Sentii la paura annidarsi nel mio cervello e cercai di soffocarla.
 
“Da quanto lo sai?“
 
La mia voce risuonò gelida, ma leggermente incrinata per l’irritazione.
“Da ieri sera”
 
Respirai a fondo per evitare di incominciare a urlare e la mia voce contrita, tradiva la mia rabbia e la mia preoccupazione.
 
E perché non ne sono stato informato? “
 
Poggiò il suo peso sull’ombrello con fare casuale, come se stessimo parlando di banalità, repressi il desiderio di picchiarlo.
 
“Caro… a dire il vero è tutta la notte che provo a chiamarti, ma tu non hai risposto costringendomi a portare la mia persona qui davanti alla tua porta”
 
Restai qualche secondo in silenzio a darmi dell’imbecille e a maledire la mia pigrizia e senza dire nulla afferrai il mio cappotto e la mia sciarpa e mi diressi verso l’uscita superando Mycroft.
 
“Portami lì”
 
 
 
 
 
“Non mi credi vero?” disse con tono lamentoso che mi impietosì.
 
Me lo ricorderei se avessi un marito” 
 
L’uomo si sporse verso di me, tanto che potei sentire l’odore pungente del suo dopobarba.
 
Hai subito un incidente John, il trauma deve aver causato una perdita di memoria”
 
La mano, ancora appoggiata sul mio mento, scese fino alla mia e la prese delicatamente come se avesse paura di spezzarla e intrecciò le dita con le mie, facendomi notare le fedi nuziali.
 
“Ci siamo spostati cinque anni fa, era primavera, non mi ricordo mai il mese, so solo che è stato il giorno più bello della mia vita”
 
Spontaneamente sorrisi, sembrava la frase di un film, o almeno penso di aver visto dei film con delle frasi così, ma ero incerto, e anche se non cercavo di farlo notare, lui sembrò accorgersene e sospirò come se fosse frustrato, allora mi disse:
 
“Guarda
 
 Liberò la mano dalla mia e afferrò l’orologio che stava intorno al mio polso che mi accorsi solo in quel momento di avere.

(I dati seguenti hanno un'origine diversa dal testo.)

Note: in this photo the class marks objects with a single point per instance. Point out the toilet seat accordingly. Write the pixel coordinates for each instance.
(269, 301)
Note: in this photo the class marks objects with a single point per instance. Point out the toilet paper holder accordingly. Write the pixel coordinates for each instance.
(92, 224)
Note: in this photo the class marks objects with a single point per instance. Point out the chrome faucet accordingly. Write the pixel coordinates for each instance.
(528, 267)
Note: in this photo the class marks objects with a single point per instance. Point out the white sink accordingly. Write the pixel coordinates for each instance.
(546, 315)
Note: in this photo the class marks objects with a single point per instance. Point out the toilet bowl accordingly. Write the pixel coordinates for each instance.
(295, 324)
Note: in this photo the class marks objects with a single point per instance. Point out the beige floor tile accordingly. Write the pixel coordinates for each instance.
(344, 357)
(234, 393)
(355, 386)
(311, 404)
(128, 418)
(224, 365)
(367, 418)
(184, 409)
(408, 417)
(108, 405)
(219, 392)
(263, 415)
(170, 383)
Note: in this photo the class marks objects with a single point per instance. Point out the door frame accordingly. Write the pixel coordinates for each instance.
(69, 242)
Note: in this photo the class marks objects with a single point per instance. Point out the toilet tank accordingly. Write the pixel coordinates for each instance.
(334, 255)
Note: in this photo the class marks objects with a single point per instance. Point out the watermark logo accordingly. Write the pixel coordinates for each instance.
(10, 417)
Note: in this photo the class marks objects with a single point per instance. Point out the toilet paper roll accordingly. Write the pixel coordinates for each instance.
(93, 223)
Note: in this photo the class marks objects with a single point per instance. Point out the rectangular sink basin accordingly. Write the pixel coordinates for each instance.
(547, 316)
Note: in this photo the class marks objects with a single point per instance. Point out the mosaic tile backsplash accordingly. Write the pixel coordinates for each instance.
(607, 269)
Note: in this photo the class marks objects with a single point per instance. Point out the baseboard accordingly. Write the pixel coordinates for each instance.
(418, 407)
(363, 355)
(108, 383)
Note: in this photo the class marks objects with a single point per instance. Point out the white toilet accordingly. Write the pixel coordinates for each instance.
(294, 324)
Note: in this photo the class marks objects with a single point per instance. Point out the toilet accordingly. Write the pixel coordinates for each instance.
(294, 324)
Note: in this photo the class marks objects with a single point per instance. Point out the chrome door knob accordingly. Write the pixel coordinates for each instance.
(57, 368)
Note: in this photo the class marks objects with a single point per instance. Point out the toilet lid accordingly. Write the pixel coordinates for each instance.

Sganciò il cinturino, lo portò davanti ai miei occhi, facendolo dondolare leggermente come un ipnotizzatore con un pendolo.
L’orologio sembrava vecchio e usurato, ma era chiaramente di valore:
il quadrante era nero con lancette e numeri romani in oro, protetto da un vetro con varie sfaccettature che gli davano l’aspetto di un diamante, circondato da una ghiera in oro, da cui partiva un cinturino di pelle nera. Lo voltò lentamente mostrandomi il retro del quadrante in cui vidi una piccola incisione che recitava:

“ Così potrai contare il tempo passato assieme, cucciolo mio”
 
Lessi con stupore la frase che sembrava scritta da una dodicenne alla prima cotta e forzai un sorriso lievemente imbarazzato.
 
L’hai fatto per me? È …uhmmm… dolce”
 
E lo era, ma un po’ troppo forse, ma ormai non c’erano più dubbi, quell’umo davanti a me era mio marito.